St. Isidore the Farmer

(c. 1070-1130)

Not all the saints have been “of distinguished family”. Thus, the parents of St. Isidore the Farmer (or “the Laborer”) were poor, and he himself was poor. Yet he became venerated by kings, chosen as the protector of Madrid, and invoked as patron of U.S. farmers.

He was a native of Madrid, named after the great seventh-century archbishop of Seville, St. Isidore. If his parents were unable to afford school for him, they at least taught him well their own love for prayer and hatred for sin.

As soon as he was big enough to handle a hoe, Isidore was sent to work for Juan de Vergas, a well-to-do farmer who raised crops outside of Madrid. He would spend all his life in the employ of this one man. Humdrum? Yes. But it was within this context that Isidore tried to achieve, and did achieve, the holiness to which we are all called. Eventually he met and married Maria Torribia, a young woman whose ideals matched his own. When their one child died early, Isidore and Torribia agreed to take private vows of continence.

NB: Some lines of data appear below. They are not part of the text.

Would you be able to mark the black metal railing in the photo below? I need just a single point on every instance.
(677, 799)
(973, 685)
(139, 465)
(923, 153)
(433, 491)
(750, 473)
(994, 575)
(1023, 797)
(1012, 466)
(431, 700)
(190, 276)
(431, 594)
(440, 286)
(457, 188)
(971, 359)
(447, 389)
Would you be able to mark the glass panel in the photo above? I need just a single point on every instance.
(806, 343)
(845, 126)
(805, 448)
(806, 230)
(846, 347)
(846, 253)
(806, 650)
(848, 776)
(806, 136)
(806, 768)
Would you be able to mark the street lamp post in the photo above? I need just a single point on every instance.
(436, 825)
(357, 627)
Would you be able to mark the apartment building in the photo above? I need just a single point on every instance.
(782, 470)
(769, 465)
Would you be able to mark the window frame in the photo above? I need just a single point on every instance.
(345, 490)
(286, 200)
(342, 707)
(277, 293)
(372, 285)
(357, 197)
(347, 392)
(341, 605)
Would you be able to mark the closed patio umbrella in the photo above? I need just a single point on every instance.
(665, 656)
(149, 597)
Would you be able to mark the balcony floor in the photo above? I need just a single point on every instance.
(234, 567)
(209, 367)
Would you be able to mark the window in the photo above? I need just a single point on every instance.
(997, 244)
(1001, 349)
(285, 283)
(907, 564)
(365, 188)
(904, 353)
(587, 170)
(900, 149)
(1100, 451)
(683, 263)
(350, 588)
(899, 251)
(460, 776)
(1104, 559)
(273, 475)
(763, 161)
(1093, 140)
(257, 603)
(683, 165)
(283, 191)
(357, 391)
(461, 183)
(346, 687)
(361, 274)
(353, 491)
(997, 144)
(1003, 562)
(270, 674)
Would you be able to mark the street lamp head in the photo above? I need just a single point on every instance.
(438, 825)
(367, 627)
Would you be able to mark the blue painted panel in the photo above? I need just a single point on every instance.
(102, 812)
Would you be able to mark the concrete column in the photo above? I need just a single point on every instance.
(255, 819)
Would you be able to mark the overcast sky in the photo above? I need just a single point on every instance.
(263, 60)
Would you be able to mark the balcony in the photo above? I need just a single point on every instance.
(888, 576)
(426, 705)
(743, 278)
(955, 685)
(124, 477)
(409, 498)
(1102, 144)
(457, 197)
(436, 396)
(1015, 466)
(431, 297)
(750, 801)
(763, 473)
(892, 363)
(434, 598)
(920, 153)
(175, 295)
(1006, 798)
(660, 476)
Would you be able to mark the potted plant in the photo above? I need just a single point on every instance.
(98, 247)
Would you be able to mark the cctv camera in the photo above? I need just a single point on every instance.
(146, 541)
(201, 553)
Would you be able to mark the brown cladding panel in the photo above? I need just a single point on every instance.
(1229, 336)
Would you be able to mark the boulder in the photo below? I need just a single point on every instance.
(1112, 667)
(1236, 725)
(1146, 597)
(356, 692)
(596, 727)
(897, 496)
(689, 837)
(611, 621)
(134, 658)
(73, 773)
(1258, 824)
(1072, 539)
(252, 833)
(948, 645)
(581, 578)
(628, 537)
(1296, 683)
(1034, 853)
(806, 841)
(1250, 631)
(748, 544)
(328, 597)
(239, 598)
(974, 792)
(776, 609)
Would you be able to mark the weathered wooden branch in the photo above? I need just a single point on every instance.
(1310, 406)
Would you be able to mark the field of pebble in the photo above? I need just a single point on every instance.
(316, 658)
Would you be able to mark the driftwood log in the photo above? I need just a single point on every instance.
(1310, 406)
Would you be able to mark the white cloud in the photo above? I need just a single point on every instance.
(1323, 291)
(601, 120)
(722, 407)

Prayerfulness and generosity were the two characteristics that this farm-hand developed in particular. It is a sign of his great popularity that many legends developed about his life: the legends simply underline his reputation for these two virtues.

First, his devotion to prayer. Each morning before work he would go to church. One day, however, his fellow workers complained to Vergas that by tarrying too long at church Isidore was shirking his morning labor. The boss determined to check this report himself. Next day, Isidore did indeed come later than the others. But just as Vergas was about to scold him, he noticed that when Isidore started to plow, there were two other plowmen on either side of him, guiding snow-white oxen not of his own herd. Angels, it seems had been assisting the saint so that, even though he stayed a little longer at church, his portion of the work done was tripled.

It was usually in matters connected with his generosity that Isidore became noted even during life for miracles. He was accustomed to share his own scanty meals with the poor. One day when he came to attend a dinner given by his religious confraternity, he picked up a crowd of beggars en route from the church. Those in charge of the dinner were a little annoyed. “We can’t possibly feed all of these,” they said. “We have only one portion left - the one we have been saving for you.” “That will be enough,” the saint replied. And it was. Multiplied miraculously, Isidore’s dinner fed the whole group of unexpected guests.

Revered during his life, Isidore became immensely popular as a wonderworker after his death. Even the royal family joined his admirers. He was said to have appeared in a vision to King Alfonso of Castile in 1211 to show him a secret path by which to overtake and conquer a Moorish army. King Philip II (1598-1621) was cured or a mortal fever when the incorrupt, mummified body of the saint was brought from its shrine into his sickroom. In 1622, at the urging of the royal family, the Madrid farmer was at length canonized. It was at the same ceremony in which St. Ignatius Loyola, St. Francis Xavier, St. Teresa of Avila and St. Philip Neri of Rome were declared saints.

In the Spanish new world, too, St. Isidore became a beloved figure especially among Indians and other agriculturists. In our own country, the National Catholic Rural Life Conference adopted him as patron of U.S. farmers, and got permission for the American Church to celebrate his feast May 15th.

St. Isidore’s wife also came to be recognized as a saint: St. Maria Torribia De Cabeza. Both of them teach an important lesson to all of us. We can become saints in whatever state of life God assigns to us. Holiness simply means doing His will where we are.